Cisco 12000 Manager Release 2.2
Fault Management

Table Of Contents

Fault Management

Cisco 12000 Manager (C12kM) Alarms

Viewing Alarms

Cisco 12000 Series Internet Router Trap Support

Chassis Alarms

Interface Alarms

Syslog Traps

Configuration Management Traps

Heartbeat Polling

Connectivity Management

Operational Status Polling

Disabling Heartbeat Polling

Performance Logging

ATM Interface Faults

Viewing the ATM Interface Faults Window

ATM Interface Faults Window—Detailed Description

Fault Tab


Fault Management


This chapter describes how to view appropriate fault information on the Cisco 12000 series internet routers you are managing. The Cisco 12000 series internet routers can be configured to send snmp traps when various conditions are detected. This may be a fault, the correction/resolution of a previous condition or a status update. Traps are translated into Cisco EMF alarms and raised against the appropriate C12kM object. These alarms are cleared automatically (if the resolution can be clearly detected by C12kM) or manually.

This chapter contains the following information:

Cisco 12000 Manager (C12kM) Alarms

Cisco 12000 Series Internet Router Trap Support

Heartbeat Polling

ATM Interface Faults

Cisco 12000 Manager (C12kM) Alarms

C12kM enables you to identify faults or alarms generated by Cisco 12000 series internet routers. Within the Map Viewer application, you are notified of alarms on individual objects by the colored status icons next to each managed object. The following table details all status colors and their related severities.

Table 14-1 Severity Colors 

Color
Severity of Alarm

Red

Critical

Orange

Major

Yellow

Minor

Cyan

Warning

Green

No Alarms (Normal)

Blue

Card Decommissioned or Not Installed

White

Informational

Dark green

Pre-Provisioned


Alarms are propagated up the object hierarchy, and are reflected up to the highest level. For example, say a critical (red) alarm occurs on an interface. If you do not have the chassis map open, and if the interface text is not apparent, how would you know an alarm had occurred at that level? The answer is: propagation. The interface alarm would be propagated up the hierarchy to site level. This means that whatever level you are working at, you will see that an alarm has occurred. You can follow the path to discover where the alarm exists.


Note C12kM is complimented by the Event Manager application. Among other features, the Event Manager enables you to set thresholds for certain system parameters and to monitor any supported C12kM MIB variables. Refer to the Cisco Element Management Framework User Guide Release 3.2 (78-12536-01) for further information.


Viewing Alarms

Alarms can be viewed using the Event Browser application that is part of the Cisco Element Management Framework (Cisco EMF).

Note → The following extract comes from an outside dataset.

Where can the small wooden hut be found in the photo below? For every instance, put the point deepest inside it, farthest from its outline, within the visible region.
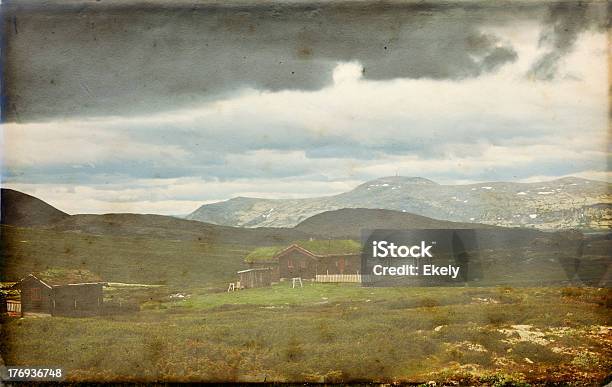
(61, 293)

Event Browser can be launched in two ways:

Click the Events icon in the Cisco EMF Launchpad (see Figure 3-2) to launch the Event Browser application. The Event Browser window appears.

Event Browser allows you to view all alarms on all objects. The Query Editor window appears automatically when you launch the Event Browser application. The Query Editor allows you to set up a query (or filter) that allows you to filter all the alarms available and display only the alarms matching the query criteria you selected.

When the event browser is launched against an object, by default, all the alarms against that object and its descendents are displayed in the event browser. For e.g., if the event browser is launched against a chassis, then by default it displays all the alarms against the chassis and the module and interfaces objects available in that chassis. Refer to the Cisco Element Management Framework User Guide Release 3.2 (78-12536-01) for further details on using the Event Browser.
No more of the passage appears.